First, We Make the Beast Beautiful is a memoir of mental illness, not a preachy, shallow self-help book (and again, if they work for you, what is wrong with them, anyway?) And there is no way you can read it and think that Wilson’s somehow not mentally sick enough to write it – another ridiculous charge, and a dangerous one at that. It reads like a bloody big cry for help, actually, for understanding and freedom from the agony of monstrous thoughts.

For those if you who have anxiety, or who are trying to understand it, it’s a dense and thought-provoking read. I know you’ve probably been recommended dozens of books as well as thought patterns, eating plans, meditations, YouTube videos, yoga practice, sleep hygiene routines, GPs and specialists, prescriptions and smoothies. But if you’ve not found your ways yet, try this out at the library and see if something in it registers for you. Or email me and I’ll lend you my copy (Hill Cone probably has one up for grabs too.) If anything, it helps to know you’re not alone with your crazy. Read it and see what you think, and then if you hate it or the author, at least be honest about why you’re reacting the way you are.

I was a tense, sleepless and weepy child, and then a probably actually insane teenager, and then an adult who felt like crap a lot of the time and experimented with medication, counselling, food, and exercise to try to feel better. I became a fan of Sarah Wilson and her Australian compatriot David Gillespie when I discovered that sugar, caffeine, and alcohol fuck with my mood so violently that I have to stay off them if I want to feel stable and ‘normal’ in the way other people take for granted. If I have too much, too often, I suffer dark and evil moods.

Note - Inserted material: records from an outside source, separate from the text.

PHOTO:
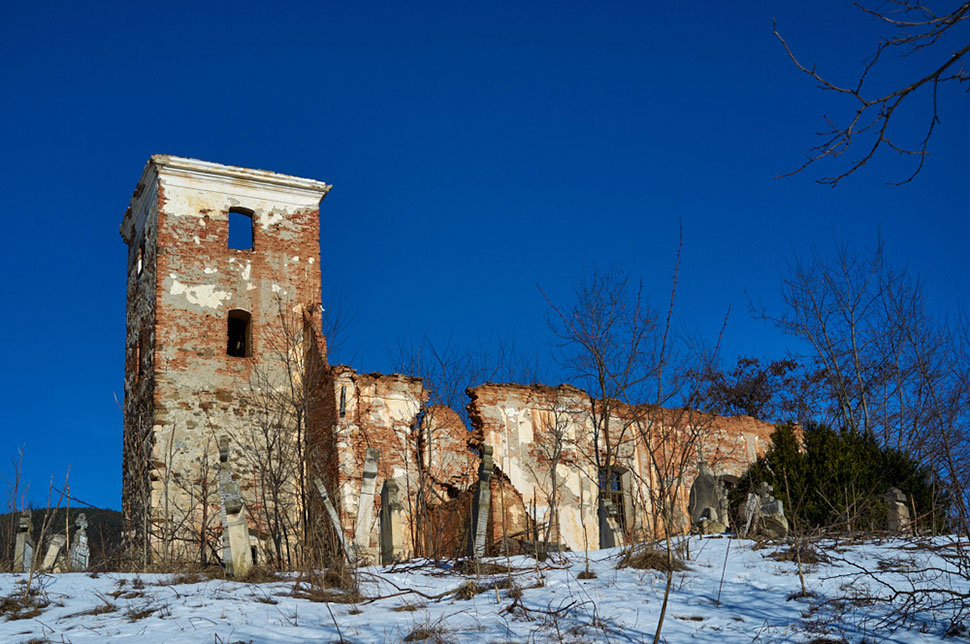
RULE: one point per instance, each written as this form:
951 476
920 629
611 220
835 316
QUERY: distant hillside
104 533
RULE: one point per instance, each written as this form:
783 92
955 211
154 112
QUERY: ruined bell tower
223 266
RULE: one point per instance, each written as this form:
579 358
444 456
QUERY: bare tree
886 363
934 38
283 389
607 343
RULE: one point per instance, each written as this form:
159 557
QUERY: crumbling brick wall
532 427
192 279
373 411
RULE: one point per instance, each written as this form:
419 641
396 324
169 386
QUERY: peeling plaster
204 295
269 219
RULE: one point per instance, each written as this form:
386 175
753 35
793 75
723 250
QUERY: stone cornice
167 164
173 166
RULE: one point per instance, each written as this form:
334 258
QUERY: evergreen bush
838 479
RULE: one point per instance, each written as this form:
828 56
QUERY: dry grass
472 567
435 633
317 594
468 590
18 606
407 608
135 614
648 558
808 554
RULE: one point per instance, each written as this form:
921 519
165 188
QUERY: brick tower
223 287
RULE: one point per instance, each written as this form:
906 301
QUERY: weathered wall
374 411
200 392
535 429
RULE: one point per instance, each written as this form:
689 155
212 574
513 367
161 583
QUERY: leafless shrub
646 557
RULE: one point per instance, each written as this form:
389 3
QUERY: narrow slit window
240 334
240 229
612 489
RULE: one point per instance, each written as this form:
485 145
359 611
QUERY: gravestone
611 536
54 547
225 479
365 506
235 532
392 532
772 523
708 503
23 556
348 548
481 504
79 552
897 513
749 514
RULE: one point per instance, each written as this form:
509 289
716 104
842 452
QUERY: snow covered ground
555 605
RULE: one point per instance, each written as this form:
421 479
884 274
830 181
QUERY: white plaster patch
269 219
204 295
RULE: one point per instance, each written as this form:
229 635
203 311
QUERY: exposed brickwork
183 390
532 427
192 391
379 411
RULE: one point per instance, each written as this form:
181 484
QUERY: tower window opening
240 334
612 490
240 229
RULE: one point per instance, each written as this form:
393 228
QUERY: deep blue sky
475 150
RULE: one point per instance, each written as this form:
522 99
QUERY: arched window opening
140 262
616 494
240 229
240 334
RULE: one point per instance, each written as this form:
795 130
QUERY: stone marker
897 514
235 532
481 505
23 555
79 552
224 477
392 530
772 523
54 547
365 506
348 548
749 514
708 504
611 536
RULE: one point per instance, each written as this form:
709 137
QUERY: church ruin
224 345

It is amazing to me that these wonderful substances can cause such havoc in my head. I deeply, truly love sugar, caffeine, and alcohol, along with my other close friend, simple carbohydrates, so it was a devastating process to discover and implement. (Before I get accused of preaching self-improvement, I have to do the usual woman self-deprecating thing and say that I usually fail.). So Wilson and her apple and fried-cheese snacks work for me. They have at least prevented divorce.

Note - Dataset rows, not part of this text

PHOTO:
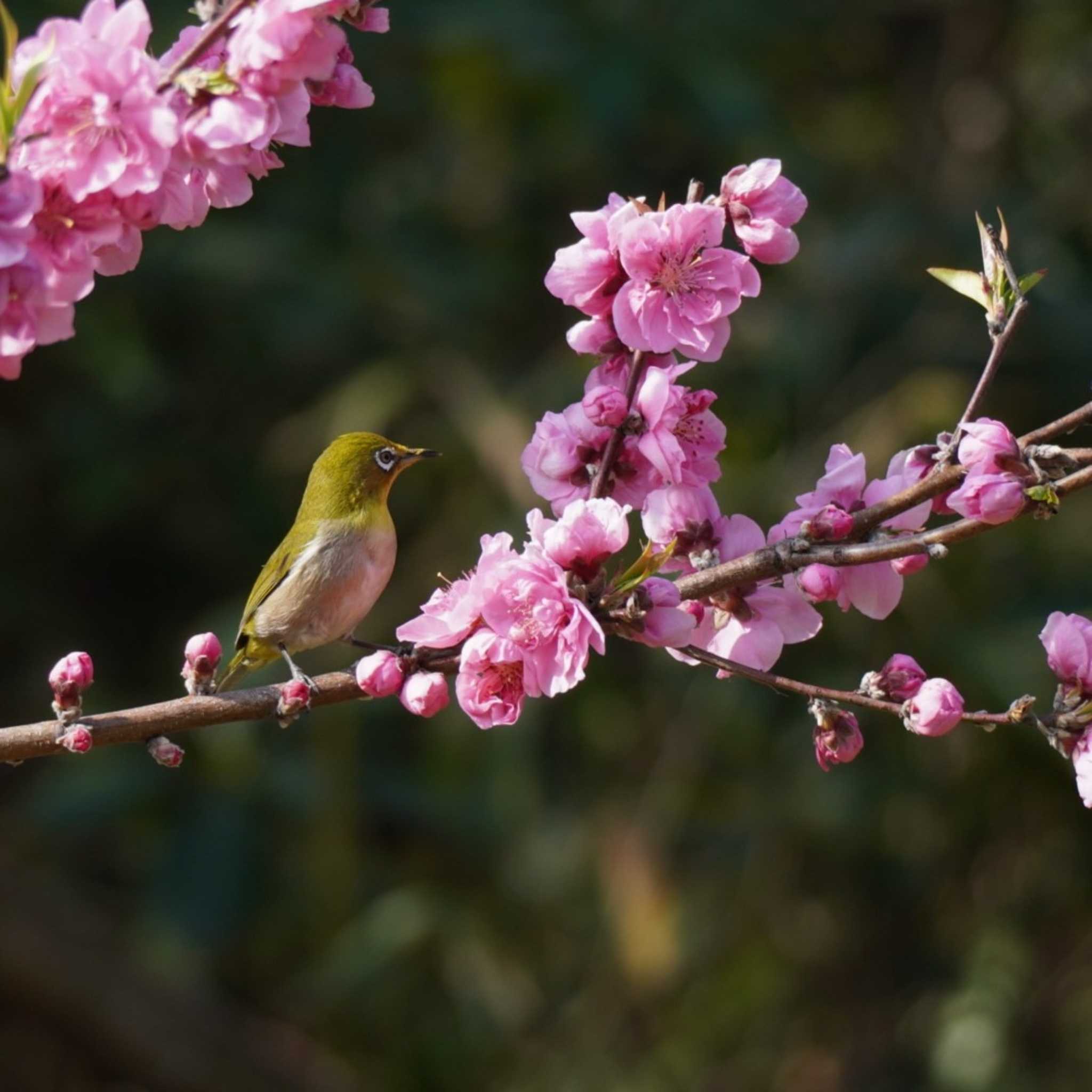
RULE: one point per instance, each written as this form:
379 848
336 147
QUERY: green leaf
1030 280
648 565
965 282
10 41
1044 495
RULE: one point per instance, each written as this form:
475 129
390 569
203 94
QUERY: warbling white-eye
334 563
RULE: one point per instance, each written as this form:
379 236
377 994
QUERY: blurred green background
647 885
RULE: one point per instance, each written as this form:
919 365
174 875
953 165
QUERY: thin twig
602 482
809 690
209 37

The reason I am bothering to say this is that I’ve found a way of regulating my mood, but I am NOT saying it will work for you and you should do it and you’re bad if you don’t, and that’s where people get defensive and pissed off. Others will have different ways to cope – medication, psychotherapy, exercise, talking, whatever. The point is, you don’t shout down others’ methods – I mean, unless they’re actively causing harm. You experiment and observe yourself and find out what helps.

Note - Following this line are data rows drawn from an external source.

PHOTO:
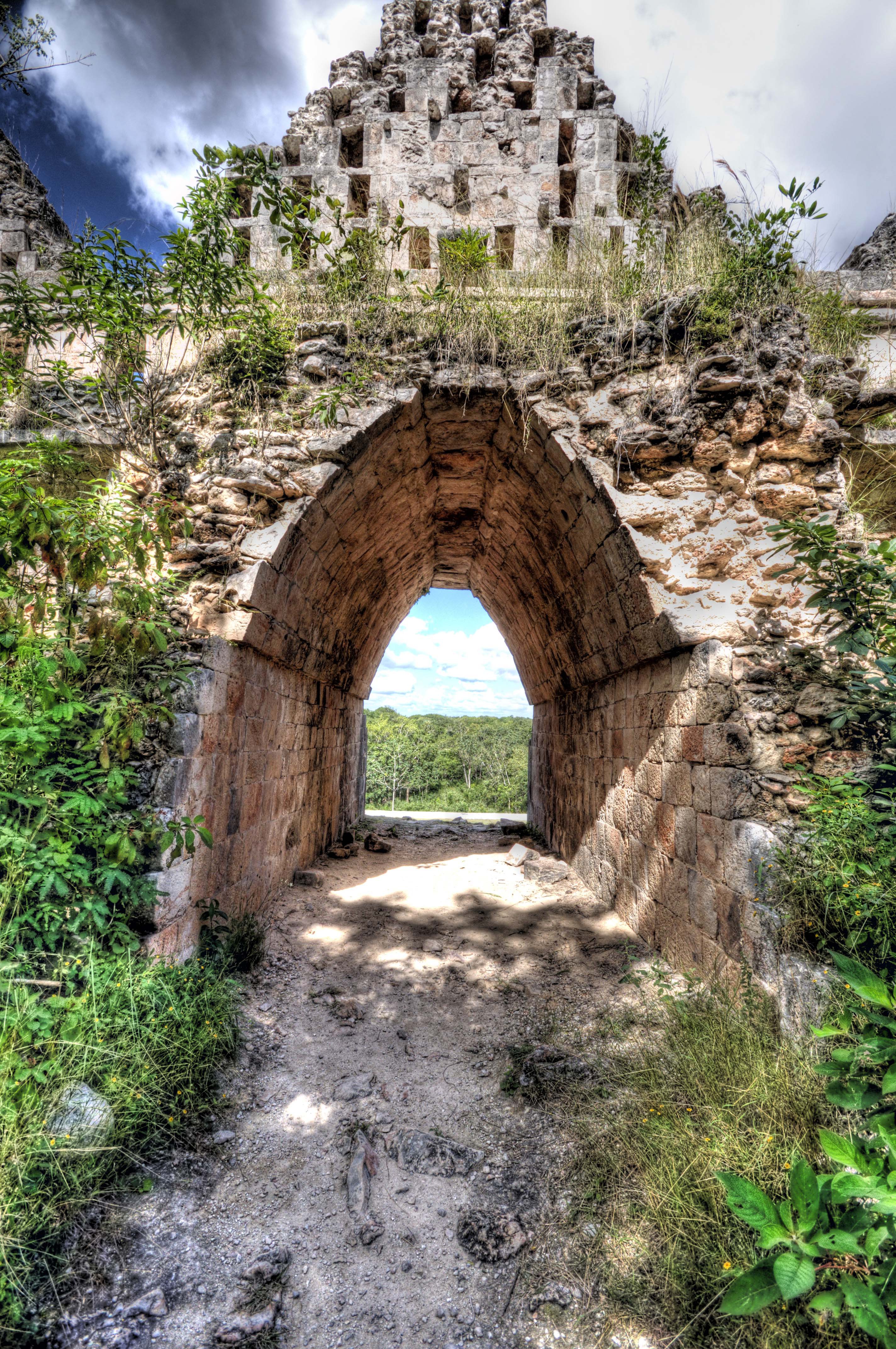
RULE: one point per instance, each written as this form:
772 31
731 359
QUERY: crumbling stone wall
31 232
619 537
470 114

Wilson’s done that, and she’s written about it, a complex and moving meditation that impressed me. First with its honesty, as she laid out the worst parts of herself, picked at the various tragedies and landscapes of her illness and how it’s affected her life and her loved ones. I found it interesting how she’s managed to reframe her anxiety from a defining, debilitating illness – and she has been very, very sick – to something that is just a part of her, and it turns out that it can be just that, too. She’s aware of her privilege in having her position and wealth to do this, and is offering something that she thinks might help. A story. I found it sad yet hopeful, and I’ve been recommending it to everyone since.

When you have any sort of illness with symptoms you know you can control through lifestyle changes – and please appreciate the degree of severity I am talking about here – managing it requires an epic amount of self-forgiveness, thought control, and overhauling destructive habits, something you learn and fail at over and over until hopefully, five or six or 15 years later, there comes a resigned acceptance and knowledge about what you must do to get through the day so you can behave and feel as you wish. Even if you don’t always do it. And maybe even eventually “recover”, as much as you can.

It’s a daily, nightly struggle. I am not saying that anyone in the throes of a serious mental illness will read this book and be cured, so don’t @ me. I am saying that if you’re someone with anxiety or don’t know what to do about someone who does have it, the book might help. Or it might let you forgive yourself, and them, which sometimes amounts to the same thing.